Guardiola admits City’s confidence is ‘fragile’ as Arsenal crush title defence
Pep Guardiola admitted that Manchester City’s fragility was exposed by Arsenal as they were blown away in the final half-hour to leave their Premier League title defence in tatters.
Erling Haaland equalised Martin Ødegaard’s opener after the break but Arsenal hit back with four unanswered goals as Mikel Arteta’s side recorded their biggest win against City since a 5-1 victory at Maine Road in February 2003. Arsenal now find themselves six points behind the leaders, Liverpool, who play their game in hand against Everton on 12 February, with City a further nine points behind in fourth spot.
Related: Arsenal and Lewis-Skelly keep title race alive with stunning win over Manchester City
It was the first time Guardiola has lost by a four-goal margin since becoming a manager in 2007, with City now having conceded four goals on four occasions this season. The City manager acknowledged their standards had dropped after Thomas Partey restored Arsenal’s lead following a loose pass from Phil Foden.
“The feeling is why we have not done in the last 20, 25 minutes what we had done well for the first 60,” Guardiola said. “Now we have to reflect and talk with the players and hope that it doesn’t happen again.”
Asked whether their second‑half collapse was due to his squad’s fragile confidence after a season in which City have lost seven Premier League games, he said: “It can be fragile because it happens so many times. But we have a duty to learn and there are always margins to get better. It’s happened all season, we are giving away too many things, we are aware this cannot happen, it happened.”
John Stones was at fault for Arsenal’s first two goals and he apologised to the City fans for the team’s performance in the final half‑hour. “It is hard to put into words straight after a game like that. Pride hurts. Sorry to the fans that have travelled to come and watch that,” he said. “How we played in the last 30 minutes was not acceptable. Personally and collectively, it’s not us.
“It is not nice to be involved in that when you know it’s not your team in those situations. We were in the game and it was a swinging point. It swung the wrong way for us. I am angry, upset personally and collectively about how the game finished. There are a lot of different things that I still haven’t figured out as to why it hasn’t clicked. The heart’s there, the passion’s there; everyone’s got the right intention. We all need to stick together.”
Arteta was understandably delighted with the performance and result as Arsenal made it five matches without defeat against City. “It’s a great day for us – for the result and the manner that we did it,” he said. “We were very aggressive and we played with a lot of courage.”

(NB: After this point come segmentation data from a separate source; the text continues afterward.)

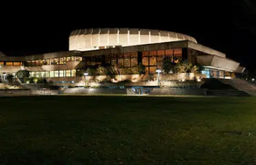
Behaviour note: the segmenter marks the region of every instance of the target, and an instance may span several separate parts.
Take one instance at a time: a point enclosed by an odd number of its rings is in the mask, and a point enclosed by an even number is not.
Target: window
[[[59,63],[58,64],[65,64],[66,63],[65,57],[59,58],[58,59],[59,59]]]
[[[51,65],[56,65],[56,64],[58,64],[58,58],[51,59]]]
[[[76,69],[71,70],[71,76],[75,77],[76,76]]]
[[[149,58],[148,57],[143,57],[142,58],[142,65],[145,66],[149,65]]]
[[[36,77],[36,78],[39,78],[39,72],[34,72],[34,76]]]
[[[50,65],[50,59],[43,60],[43,65]]]
[[[45,77],[50,77],[49,71],[45,71]]]
[[[66,61],[70,61],[71,60],[71,57],[66,57]]]
[[[21,62],[13,62],[13,65],[14,65],[14,66],[21,66],[22,63]]]
[[[156,57],[150,57],[149,65],[156,65]]]
[[[6,62],[6,66],[12,66],[12,62]]]
[[[70,77],[70,76],[71,76],[71,71],[66,70],[66,77]]]
[[[41,72],[41,77],[45,77],[45,72]]]
[[[83,58],[82,57],[74,57],[74,60],[78,60],[78,61],[82,61]]]
[[[125,67],[131,67],[130,58],[125,59]]]
[[[58,74],[58,76],[60,77],[65,77],[64,76],[64,71],[63,70],[61,70],[61,71],[59,71],[59,74]]]
[[[58,71],[55,71],[54,76],[55,77],[58,77]]]
[[[54,71],[50,72],[50,77],[54,77]]]

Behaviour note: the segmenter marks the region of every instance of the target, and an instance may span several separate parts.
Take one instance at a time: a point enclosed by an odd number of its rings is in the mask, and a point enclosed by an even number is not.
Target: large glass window
[[[6,62],[6,66],[12,66],[12,62]]]
[[[66,61],[65,61],[65,57],[62,57],[62,58],[59,58],[59,64],[65,64],[66,63]]]
[[[58,71],[55,71],[54,76],[58,77]]]
[[[54,77],[54,71],[50,72],[50,77]]]
[[[56,64],[58,64],[58,58],[51,59],[51,65],[56,65]]]
[[[75,77],[76,76],[76,69],[71,70],[71,76]]]
[[[43,60],[43,65],[50,65],[50,59]]]
[[[70,61],[71,60],[71,57],[66,57],[66,61]]]
[[[45,77],[50,77],[50,72],[49,72],[49,71],[45,71]]]
[[[125,58],[125,67],[131,67],[130,58]]]
[[[42,78],[45,77],[45,72],[41,72],[41,77],[42,77]]]
[[[59,71],[58,76],[60,77],[65,77],[64,71],[63,70]]]
[[[13,65],[14,65],[14,66],[21,66],[22,63],[21,62],[13,62]]]
[[[71,76],[71,70],[66,70],[66,77]]]
[[[36,78],[39,78],[39,72],[34,72],[34,76],[36,77]]]

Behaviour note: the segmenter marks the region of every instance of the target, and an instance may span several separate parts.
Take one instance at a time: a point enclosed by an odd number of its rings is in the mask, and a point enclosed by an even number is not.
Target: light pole
[[[157,69],[156,72],[158,73],[158,86],[159,86],[159,75],[162,71],[160,69]]]
[[[88,73],[85,72],[83,74],[85,75],[85,87],[86,87],[86,76],[88,76]]]

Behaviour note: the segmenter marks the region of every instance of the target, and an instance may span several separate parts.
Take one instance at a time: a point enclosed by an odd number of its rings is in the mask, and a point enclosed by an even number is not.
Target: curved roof
[[[173,32],[136,28],[90,28],[74,30],[70,35],[70,50],[91,50],[107,46],[131,46],[188,40],[195,38]]]

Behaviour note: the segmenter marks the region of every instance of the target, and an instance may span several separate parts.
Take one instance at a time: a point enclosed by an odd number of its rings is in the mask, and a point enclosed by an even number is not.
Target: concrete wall
[[[145,89],[149,95],[204,95],[203,89]],[[60,91],[61,94],[127,94],[130,89],[83,89],[71,88]],[[129,94],[131,95],[131,94]]]
[[[98,50],[99,47],[124,47],[184,40],[197,43],[191,36],[172,32],[148,29],[96,28],[72,32],[69,43],[70,50],[87,51]]]

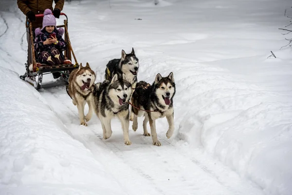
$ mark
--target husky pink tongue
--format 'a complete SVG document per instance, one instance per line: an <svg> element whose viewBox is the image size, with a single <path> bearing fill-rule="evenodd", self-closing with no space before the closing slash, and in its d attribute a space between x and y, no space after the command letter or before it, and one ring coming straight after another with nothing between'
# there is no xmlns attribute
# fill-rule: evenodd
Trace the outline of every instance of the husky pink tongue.
<svg viewBox="0 0 292 195"><path fill-rule="evenodd" d="M83 85L82 85L81 86L81 90L84 90L85 89L85 88L86 88L86 85L87 85L88 83L87 82L85 82L84 84L83 84Z"/></svg>
<svg viewBox="0 0 292 195"><path fill-rule="evenodd" d="M165 98L164 102L165 102L165 104L166 105L170 104L170 100L169 99L169 98Z"/></svg>
<svg viewBox="0 0 292 195"><path fill-rule="evenodd" d="M120 105L123 104L123 99L121 99L119 98L119 103L120 103Z"/></svg>

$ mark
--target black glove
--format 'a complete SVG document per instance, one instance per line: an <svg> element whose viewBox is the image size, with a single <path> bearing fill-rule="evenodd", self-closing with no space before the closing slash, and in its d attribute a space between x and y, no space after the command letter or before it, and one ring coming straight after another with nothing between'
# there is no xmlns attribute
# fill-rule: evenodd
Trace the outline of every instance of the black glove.
<svg viewBox="0 0 292 195"><path fill-rule="evenodd" d="M31 21L35 21L36 20L36 15L31 11L27 12L26 16Z"/></svg>
<svg viewBox="0 0 292 195"><path fill-rule="evenodd" d="M55 8L53 11L53 14L55 18L59 18L60 17L60 14L61 11L59 9Z"/></svg>

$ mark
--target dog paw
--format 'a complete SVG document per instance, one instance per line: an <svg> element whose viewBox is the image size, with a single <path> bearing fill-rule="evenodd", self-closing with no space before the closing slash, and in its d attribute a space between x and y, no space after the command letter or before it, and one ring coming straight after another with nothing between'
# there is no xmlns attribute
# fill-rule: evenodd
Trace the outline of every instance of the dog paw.
<svg viewBox="0 0 292 195"><path fill-rule="evenodd" d="M160 143L160 142L158 140L153 141L153 145L154 146L161 146L161 144Z"/></svg>
<svg viewBox="0 0 292 195"><path fill-rule="evenodd" d="M80 122L80 125L84 125L85 126L87 126L87 124L85 122L85 121Z"/></svg>
<svg viewBox="0 0 292 195"><path fill-rule="evenodd" d="M110 132L107 132L105 135L104 135L104 138L105 139L107 139L110 137L111 136L111 134L112 134L112 131L110 131Z"/></svg>
<svg viewBox="0 0 292 195"><path fill-rule="evenodd" d="M125 141L125 144L126 145L131 145L131 143L132 142L131 142L130 140Z"/></svg>
<svg viewBox="0 0 292 195"><path fill-rule="evenodd" d="M86 116L86 117L85 117L85 120L86 120L86 122L89 121L89 120L91 119L91 117L89 117L87 115Z"/></svg>
<svg viewBox="0 0 292 195"><path fill-rule="evenodd" d="M151 135L149 133L144 133L144 136L150 136Z"/></svg>
<svg viewBox="0 0 292 195"><path fill-rule="evenodd" d="M171 137L172 136L172 134L173 134L173 131L170 129L168 129L168 131L166 132L166 137L168 138Z"/></svg>
<svg viewBox="0 0 292 195"><path fill-rule="evenodd" d="M132 129L133 129L133 131L136 131L138 129L138 124L134 124L132 125Z"/></svg>

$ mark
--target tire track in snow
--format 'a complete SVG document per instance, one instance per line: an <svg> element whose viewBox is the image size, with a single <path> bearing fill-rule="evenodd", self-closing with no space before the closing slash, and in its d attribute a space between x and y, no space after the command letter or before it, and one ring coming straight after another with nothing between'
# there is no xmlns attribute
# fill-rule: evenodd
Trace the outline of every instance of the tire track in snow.
<svg viewBox="0 0 292 195"><path fill-rule="evenodd" d="M5 25L6 26L6 29L5 30L5 31L4 32L4 33L3 33L2 34L2 35L0 35L0 38L1 38L2 37L7 33L7 31L8 30L8 28L9 28L9 27L8 26L8 24L7 23L6 20L3 17L3 16L2 16L2 14L0 14L0 18L1 18L4 21L4 23L5 24Z"/></svg>
<svg viewBox="0 0 292 195"><path fill-rule="evenodd" d="M127 176L128 174L129 173L132 173L132 174L133 174L134 175L136 175L135 174L135 172L134 171L134 170L133 170L132 169L131 167L129 167L127 164L124 163L123 162L123 161L122 161L122 159L120 159L120 158L117 157L116 156L116 154L114 154L114 153L112 153L110 151L110 148L107 149L108 151L101 151L100 149L97 149L97 148L99 148L98 145L106 145L105 143L104 143L104 141L103 141L102 139L100 139L99 138L98 138L98 137L96 136L95 135L95 133L93 133L93 131L92 129L91 129L91 128L89 126L87 127L83 127L83 126L81 126L79 125L72 125L71 124L68 124L66 123L66 122L67 121L64 121L64 118L63 118L63 116L62 115L62 114L59 113L59 110L57 110L57 109L58 108L64 108L64 107L66 107L65 109L67 111L67 114L68 113L70 113L70 116L71 117L73 117L74 118L75 118L75 119L74 120L74 121L73 122L74 122L74 123L76 123L76 124L79 124L79 117L78 115L78 113L77 112L73 112L73 111L72 111L72 109L71 109L71 108L70 108L70 106L68 106L68 105L67 105L66 103L65 102L60 102L59 103L59 105L58 105L59 104L58 104L58 105L56 105L55 104L55 102L58 102L58 99L59 99L59 97L57 97L57 96L55 95L55 93L54 93L54 92L52 91L51 90L43 90L43 92L40 92L40 93L42 94L43 97L44 97L45 98L46 98L47 99L50 99L50 101L52 101L52 102L55 102L53 103L53 104L50 104L49 105L50 107L51 107L51 109L54 111L56 114L60 118L61 120L62 121L62 122L63 123L63 124L64 124L65 126L66 126L67 128L67 129L68 129L68 131L69 132L71 132L71 133L72 134L73 136L74 137L74 138L75 139L76 139L76 140L78 140L78 141L80 141L81 143L82 143L84 146L88 148L89 150L90 150L92 154L93 155L94 157L95 157L95 158L96 159L96 160L97 160L98 161L100 162L101 161L101 159L100 158L100 155L101 155L101 153L104 153L105 152L106 152L106 154L104 154L104 156L106 156L107 157L109 158L110 157L110 158L112 158L112 159L110 159L110 160L112 160L112 158L114 158L114 162L113 163L114 164L111 164L112 163L109 163L109 164L110 164L110 170L113 169L113 168L114 168L113 169L116 169L116 171L112 171L110 172L110 174L112 174L112 175L113 175L114 176L115 176L116 178L118 178L119 179L117 179L117 181L119 182L119 183L120 183L120 185L122 186L122 188L127 188L128 190L128 191L133 191L133 190L131 190L131 187L130 186L131 186L132 185L139 185L139 183L138 181L136 181L134 180L130 180L130 181L128 181L129 178L126 178L126 180L127 180L127 181L126 182L126 183L125 183L125 182L123 182L121 181L123 181L123 180L125 180L125 178L124 178L124 176L121 176L121 172L125 172L126 171L125 170L127 170L127 171L126 171L126 173L123 173L123 174ZM59 90L58 90L58 91L59 91ZM64 91L65 91L65 89L64 90ZM61 95L66 95L66 97L68 97L68 95L66 93L66 92L64 93L62 93ZM68 99L67 98L66 98L66 100ZM69 103L70 103L70 104L72 104L72 101L71 99L70 99L70 100L69 100ZM73 104L72 104L72 105L71 106L71 107L75 107L75 106L73 106ZM57 109L56 109L57 108ZM77 111L77 110L76 110ZM98 125L100 125L100 124L98 124ZM98 143L96 143L96 140L95 140L94 141L91 142L91 141L89 141L89 140L86 140L86 139L84 138L84 136L85 135L82 135L81 134L76 134L75 133L74 133L74 131L72 130L72 128L70 128L70 130L69 130L68 127L68 125L70 126L70 127L71 127L71 126L73 127L73 128L75 129L75 131L76 130L77 130L76 131L78 131L78 132L79 132L80 133L80 131L83 131L83 130L80 130L80 129L86 129L86 136L88 136L91 137L97 137L99 141ZM89 124L89 125L91 125L91 124ZM100 128L101 129L101 128ZM124 144L124 142L123 141L123 143ZM104 160L104 161L105 160ZM120 162L120 163L118 163L118 162ZM105 163L109 163L108 162L104 162L104 164L105 164ZM119 168L119 166L116 166L116 164L118 164L119 165L119 167L121 167L123 168ZM108 165L108 167L109 167L109 166ZM134 177L133 177L133 179L136 180L135 179L136 179L137 178L139 178L140 177L140 181L141 180L145 180L145 181L144 181L143 182L144 185L142 185L142 184L140 184L140 185L142 185L141 188L143 188L143 187L145 187L146 186L147 186L147 185L149 185L150 186L150 185L149 184L147 184L147 183L148 183L147 181L146 181L146 178L143 178L143 177L141 177L138 176L136 176ZM136 183L135 184L135 183ZM146 194L143 194L143 195L157 195L157 194L160 194L157 193L157 192L156 191L154 191L153 189L151 189L150 188L150 187L149 187L148 188L146 188L148 189L150 189L150 190L149 190L149 191L148 192L146 192ZM149 194L149 193L150 193L150 194ZM136 193L133 191L133 192L132 192L131 193L130 193L130 194L131 195L136 195Z"/></svg>
<svg viewBox="0 0 292 195"><path fill-rule="evenodd" d="M8 23L7 22L6 20L5 19L5 18L3 17L3 16L2 15L2 14L0 14L0 18L1 18L3 22L5 24L5 26L6 26L6 29L5 30L5 31L4 32L4 33L3 33L1 35L0 35L0 39L2 39L3 38L3 37L4 35L6 35L7 34L7 32L8 31L8 30L9 29L9 26L8 25ZM0 41L1 42L1 41ZM3 49L0 46L0 50L1 50L3 52L4 52L4 53L5 53L9 57L10 57L10 58L12 58L12 60L13 61L14 61L15 62L17 62L17 63L18 63L19 64L22 64L22 63L16 60L15 60L14 59L14 58L13 57L12 55L11 55L8 51L6 51L4 49ZM7 62L7 63L11 64L10 62L9 62L9 61L7 61L6 58L5 58L5 57L3 57L3 56L1 56L2 58L3 59L3 60L4 61L5 61L5 62ZM13 69L13 70L14 71L16 71L15 68L14 67L14 66L13 65L11 65L11 67Z"/></svg>
<svg viewBox="0 0 292 195"><path fill-rule="evenodd" d="M159 132L160 140L163 143L160 147L152 145L150 137L145 137L142 133L137 135L131 129L129 131L131 131L132 145L125 146L120 124L113 120L113 134L105 140L98 120L91 119L87 127L78 125L77 108L63 88L42 89L40 92L45 98L50 99L51 109L70 129L74 138L91 150L97 160L103 161L110 170L110 173L121 186L130 192L130 194L135 193L131 186L137 187L137 185L150 190L144 192L147 195L187 194L190 192L204 195L221 195L222 192L224 195L246 194L244 187L234 186L234 183L220 176L218 172L204 166L199 159L184 154L185 151L177 148L175 144L162 136ZM56 105L56 102L59 103ZM118 130L116 130L117 129ZM139 126L139 131L141 130ZM111 161L114 162L109 162ZM136 179L121 176L121 174L130 176ZM124 181L125 178L128 181ZM206 185L219 190L213 192L212 189L206 188Z"/></svg>

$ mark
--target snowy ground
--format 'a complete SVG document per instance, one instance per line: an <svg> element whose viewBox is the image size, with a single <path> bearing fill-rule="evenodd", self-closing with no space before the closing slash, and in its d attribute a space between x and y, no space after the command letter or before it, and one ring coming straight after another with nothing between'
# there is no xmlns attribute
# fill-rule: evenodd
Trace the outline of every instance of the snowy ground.
<svg viewBox="0 0 292 195"><path fill-rule="evenodd" d="M175 134L168 139L160 119L160 147L143 136L141 119L132 145L117 120L104 140L96 116L79 125L62 81L46 75L37 92L20 80L24 17L12 1L0 0L1 195L292 193L292 50L279 50L278 30L285 9L292 16L290 1L65 4L78 62L96 81L132 47L139 80L174 73Z"/></svg>

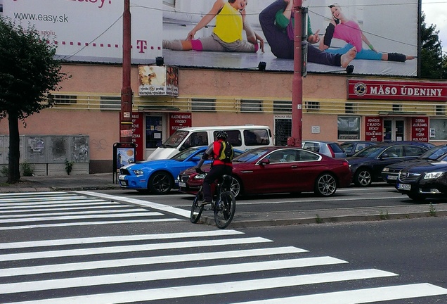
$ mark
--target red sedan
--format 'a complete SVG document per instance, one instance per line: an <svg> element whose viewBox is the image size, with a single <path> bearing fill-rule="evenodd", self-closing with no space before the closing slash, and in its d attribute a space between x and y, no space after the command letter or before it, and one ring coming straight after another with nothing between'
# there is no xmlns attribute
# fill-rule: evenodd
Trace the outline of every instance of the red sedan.
<svg viewBox="0 0 447 304"><path fill-rule="evenodd" d="M352 174L344 159L309 150L270 146L250 150L233 161L232 190L236 195L315 192L330 196L351 184ZM209 170L203 166L204 171ZM179 175L180 191L195 194L205 175L190 168Z"/></svg>

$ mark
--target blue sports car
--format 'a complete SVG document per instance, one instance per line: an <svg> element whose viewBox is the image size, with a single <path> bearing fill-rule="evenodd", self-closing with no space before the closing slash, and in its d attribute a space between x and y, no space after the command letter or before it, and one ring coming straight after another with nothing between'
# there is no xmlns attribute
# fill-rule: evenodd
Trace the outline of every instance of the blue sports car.
<svg viewBox="0 0 447 304"><path fill-rule="evenodd" d="M207 148L207 146L189 148L169 159L146 160L122 167L118 177L119 186L139 192L168 194L179 187L179 173L196 166ZM234 150L235 157L242 153ZM209 163L211 160L205 162Z"/></svg>

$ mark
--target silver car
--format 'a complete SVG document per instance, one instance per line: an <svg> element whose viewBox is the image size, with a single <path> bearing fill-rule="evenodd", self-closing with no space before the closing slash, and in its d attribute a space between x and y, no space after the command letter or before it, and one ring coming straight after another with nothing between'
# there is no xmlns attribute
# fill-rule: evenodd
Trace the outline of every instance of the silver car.
<svg viewBox="0 0 447 304"><path fill-rule="evenodd" d="M303 148L318 152L334 158L344 158L346 157L346 152L343 148L334 141L302 141L302 146Z"/></svg>

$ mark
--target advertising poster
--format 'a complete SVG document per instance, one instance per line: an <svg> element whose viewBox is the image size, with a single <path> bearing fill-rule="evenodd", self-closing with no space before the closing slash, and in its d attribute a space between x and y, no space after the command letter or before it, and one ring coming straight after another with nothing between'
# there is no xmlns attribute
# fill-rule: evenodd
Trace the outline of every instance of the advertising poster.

The Arsenal manager also said that he had been surprised by Myles Lewis-Skelly’s first senior goal that the 18-year-old celebrated by performing the “Zen” celebration usually favoured by Haaland.
“I wasn’t expecting it,” he said. “He’s got it inside him, he feels it and he’s very good at expressing it as well, and some players struggle with that. He does it in every action, he does it with his body language, he does it with his facial expression, how he lives the game, and then with the ball, because he takes it and he wants to make things happen, he takes risks, he takes initiative, and at his age that’s not easy to see.”
Asked about Lewis-Skelly’s celebration, Declan Rice said: “It’s football antics. Things happen on the pitch. He celebrated. It’s obviously the Haaland celebration. I know he has respect for him, the whole team has big respect for him because of what he’s done, he’s a big player.”